I thumped back in my seat. ‘Don’t see why you needed me on this anyway.’

‘Because you’ve got some sort of weird rapport with Helen MacNeil. And things are hard enough as it is.’ Mother seemed to deflate a couple of sizes as darkened fields flashed by the windows. ‘We had to do a risk assessment and now the SEB are refusing to search the basement. They won’t even go into the house. If this was any normal deposition and crime scene, we’d have big plastic marquees up by now, spotlights, generators; there’d be a specialist team digging the garden up and another one going through that kill room with an electron microscope.’ A shudder. ‘But it’s not a normal crime scene, is it? No, of course it isn’t, because if it was , some DCI would’ve waltzed in and wheeched it off me by now. It’s an utter crapfest, so no one else will touch it with a six-foot cattle prod!’

She had a point.

‘What am I supposed to do, Mr Henderson? If I put people in harm’s way and something happens, I’m screwed. If I don’t put them in harm’s way, I’m not doing my job, and screwed. Either way: screwed.’ She slapped both hands over her face again and smothered a small scream.

‘You finished?’

A small bitter laugh jiggled out of her. ‘Probably. Top brass have been trying to get shot of me for six years now, well, this’ll be the perfect opportunity.’ She turned in her seat and scowled at the driver. ‘You want some career advice, Constable Sullivan? Never have a heart attack on O Division’s dime, because if you do the bastards will treat you like a soiled nappy full of radioactive poop!’

PC Sullivan, quite sensibly, kept his mouth shut.

There was hope for the boy yet.

A small village flashed past, the streets empty, the trees thrashing in the wind, overflowing gutters spilling small lakes across the square.

‘You hear anything back from N Division?’

Mother sagged even further. ‘They sent three patrol cars to Smith’s brother’s croft. No one there.’ Her mouth turned down, lips puckered, like she was sucking on something bitter. ‘Said it looked like no one had been there for years. All abandoned and manky. No Gordon Smith. Wherever he’s disappeared to, it isn’t there.’
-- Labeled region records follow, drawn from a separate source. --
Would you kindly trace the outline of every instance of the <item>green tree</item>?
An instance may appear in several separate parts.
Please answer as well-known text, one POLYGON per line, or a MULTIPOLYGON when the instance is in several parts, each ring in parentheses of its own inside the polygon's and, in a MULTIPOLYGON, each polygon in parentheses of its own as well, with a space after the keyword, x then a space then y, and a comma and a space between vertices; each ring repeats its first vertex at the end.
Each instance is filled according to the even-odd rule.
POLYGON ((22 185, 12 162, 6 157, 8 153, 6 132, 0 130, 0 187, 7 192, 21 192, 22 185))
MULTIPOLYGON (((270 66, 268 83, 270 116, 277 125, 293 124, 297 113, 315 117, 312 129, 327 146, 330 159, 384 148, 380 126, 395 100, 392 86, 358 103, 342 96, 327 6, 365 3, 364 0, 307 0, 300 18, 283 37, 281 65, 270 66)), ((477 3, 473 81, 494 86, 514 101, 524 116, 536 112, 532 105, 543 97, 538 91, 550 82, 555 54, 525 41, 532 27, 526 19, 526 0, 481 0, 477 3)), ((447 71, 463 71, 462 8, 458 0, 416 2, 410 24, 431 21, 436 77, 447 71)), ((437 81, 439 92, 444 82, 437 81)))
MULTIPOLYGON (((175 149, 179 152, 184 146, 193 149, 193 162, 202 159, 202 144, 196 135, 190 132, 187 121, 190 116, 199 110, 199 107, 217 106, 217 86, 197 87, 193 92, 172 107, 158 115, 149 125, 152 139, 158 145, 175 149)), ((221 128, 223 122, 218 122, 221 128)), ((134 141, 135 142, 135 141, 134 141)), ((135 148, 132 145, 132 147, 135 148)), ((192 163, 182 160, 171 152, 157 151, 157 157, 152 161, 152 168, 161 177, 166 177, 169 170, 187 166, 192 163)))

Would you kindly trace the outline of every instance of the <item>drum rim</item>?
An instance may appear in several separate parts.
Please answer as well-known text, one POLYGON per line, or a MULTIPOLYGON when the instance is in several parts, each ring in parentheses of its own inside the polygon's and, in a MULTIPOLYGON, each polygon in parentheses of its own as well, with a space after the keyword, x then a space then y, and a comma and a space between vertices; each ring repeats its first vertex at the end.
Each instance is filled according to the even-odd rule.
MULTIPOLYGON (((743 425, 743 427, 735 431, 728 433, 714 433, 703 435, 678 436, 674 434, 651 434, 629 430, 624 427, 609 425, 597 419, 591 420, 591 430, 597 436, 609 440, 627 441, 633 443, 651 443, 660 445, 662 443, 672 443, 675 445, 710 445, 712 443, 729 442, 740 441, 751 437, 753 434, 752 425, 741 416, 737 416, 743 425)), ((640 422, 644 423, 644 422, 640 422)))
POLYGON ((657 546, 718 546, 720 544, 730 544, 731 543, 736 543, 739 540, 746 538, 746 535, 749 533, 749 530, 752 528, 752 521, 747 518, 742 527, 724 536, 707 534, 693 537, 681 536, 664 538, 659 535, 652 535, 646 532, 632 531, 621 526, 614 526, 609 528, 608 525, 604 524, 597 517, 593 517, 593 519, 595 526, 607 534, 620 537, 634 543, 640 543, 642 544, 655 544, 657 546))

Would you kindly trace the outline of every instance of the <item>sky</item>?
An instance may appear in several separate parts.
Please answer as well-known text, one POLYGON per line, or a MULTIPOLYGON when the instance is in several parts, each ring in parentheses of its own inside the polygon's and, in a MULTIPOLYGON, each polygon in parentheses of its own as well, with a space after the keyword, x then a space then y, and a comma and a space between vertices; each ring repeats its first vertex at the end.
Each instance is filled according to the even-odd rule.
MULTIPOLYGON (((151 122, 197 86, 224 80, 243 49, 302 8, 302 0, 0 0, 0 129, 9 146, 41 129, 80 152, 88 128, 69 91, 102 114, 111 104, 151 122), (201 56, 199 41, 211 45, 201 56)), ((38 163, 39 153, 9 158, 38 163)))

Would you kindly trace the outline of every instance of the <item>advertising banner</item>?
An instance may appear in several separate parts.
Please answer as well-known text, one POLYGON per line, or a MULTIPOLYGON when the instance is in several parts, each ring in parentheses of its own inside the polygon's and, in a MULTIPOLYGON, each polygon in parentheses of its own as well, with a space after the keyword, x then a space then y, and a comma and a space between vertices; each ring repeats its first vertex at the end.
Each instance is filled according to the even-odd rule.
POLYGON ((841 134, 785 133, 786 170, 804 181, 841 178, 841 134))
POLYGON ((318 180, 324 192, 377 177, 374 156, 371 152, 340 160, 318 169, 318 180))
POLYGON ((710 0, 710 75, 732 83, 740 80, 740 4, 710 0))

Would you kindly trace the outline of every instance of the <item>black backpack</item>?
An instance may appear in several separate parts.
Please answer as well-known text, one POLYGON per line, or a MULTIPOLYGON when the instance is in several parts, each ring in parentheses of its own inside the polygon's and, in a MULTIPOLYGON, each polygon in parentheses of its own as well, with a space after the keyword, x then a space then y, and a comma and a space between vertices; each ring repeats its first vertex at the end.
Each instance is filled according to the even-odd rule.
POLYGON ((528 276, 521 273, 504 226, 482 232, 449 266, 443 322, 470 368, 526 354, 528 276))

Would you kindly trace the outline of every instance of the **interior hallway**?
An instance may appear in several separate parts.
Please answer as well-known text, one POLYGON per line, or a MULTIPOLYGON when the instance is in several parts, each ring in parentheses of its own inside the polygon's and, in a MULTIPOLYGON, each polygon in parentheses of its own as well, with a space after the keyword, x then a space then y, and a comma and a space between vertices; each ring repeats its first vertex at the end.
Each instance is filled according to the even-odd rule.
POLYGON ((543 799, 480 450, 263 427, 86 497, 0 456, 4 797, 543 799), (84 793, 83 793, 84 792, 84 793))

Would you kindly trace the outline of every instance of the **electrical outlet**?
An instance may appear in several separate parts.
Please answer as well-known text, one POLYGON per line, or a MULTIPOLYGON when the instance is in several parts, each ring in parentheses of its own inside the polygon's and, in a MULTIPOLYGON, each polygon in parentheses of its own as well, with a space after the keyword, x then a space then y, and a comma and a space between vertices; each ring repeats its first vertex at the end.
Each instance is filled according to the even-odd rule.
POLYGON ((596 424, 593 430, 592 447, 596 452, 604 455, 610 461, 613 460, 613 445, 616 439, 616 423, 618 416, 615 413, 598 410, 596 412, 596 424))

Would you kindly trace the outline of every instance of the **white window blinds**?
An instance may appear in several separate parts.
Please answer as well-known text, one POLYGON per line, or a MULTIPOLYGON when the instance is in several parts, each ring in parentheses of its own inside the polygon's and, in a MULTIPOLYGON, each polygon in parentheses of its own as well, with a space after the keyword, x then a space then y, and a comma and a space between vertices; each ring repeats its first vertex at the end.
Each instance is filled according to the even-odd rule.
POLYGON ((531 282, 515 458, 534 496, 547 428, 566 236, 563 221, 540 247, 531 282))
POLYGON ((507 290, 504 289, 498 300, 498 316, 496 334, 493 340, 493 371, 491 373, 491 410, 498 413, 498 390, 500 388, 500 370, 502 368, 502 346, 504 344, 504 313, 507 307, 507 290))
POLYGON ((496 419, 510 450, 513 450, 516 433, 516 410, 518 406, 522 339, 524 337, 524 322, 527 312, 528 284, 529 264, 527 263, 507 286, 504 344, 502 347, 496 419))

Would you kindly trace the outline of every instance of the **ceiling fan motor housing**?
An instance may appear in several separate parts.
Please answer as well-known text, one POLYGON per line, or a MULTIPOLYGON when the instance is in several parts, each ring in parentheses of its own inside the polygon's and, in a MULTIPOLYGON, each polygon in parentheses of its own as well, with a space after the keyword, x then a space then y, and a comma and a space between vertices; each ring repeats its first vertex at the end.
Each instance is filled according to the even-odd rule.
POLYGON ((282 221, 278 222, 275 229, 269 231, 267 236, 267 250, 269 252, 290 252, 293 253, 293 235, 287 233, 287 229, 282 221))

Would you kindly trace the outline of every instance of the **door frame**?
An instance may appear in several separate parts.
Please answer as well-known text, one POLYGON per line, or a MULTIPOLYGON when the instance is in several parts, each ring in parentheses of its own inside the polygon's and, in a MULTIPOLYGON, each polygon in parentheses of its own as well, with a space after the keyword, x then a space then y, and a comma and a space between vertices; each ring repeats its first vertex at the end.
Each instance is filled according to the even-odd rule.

A Mobile Incident Unit sat in the middle of the potholed road, about two houses back from the warning fence, lights blazing out in the darkness. It wasn’t one of the swanky new ones, either — little more than a grubby shipping container done up in Police Scotland livery with a mobile generator chuntering away behind it.

Mother undid her seatbelt as PC Sullivan parked alongside. Sat there, staring out through the rain-strafed window at Helen MacNeil’s house. ‘Maybe we should wait till morning?’

‘You know what Oldcastle’s like: entire police force leaks information like a colander.’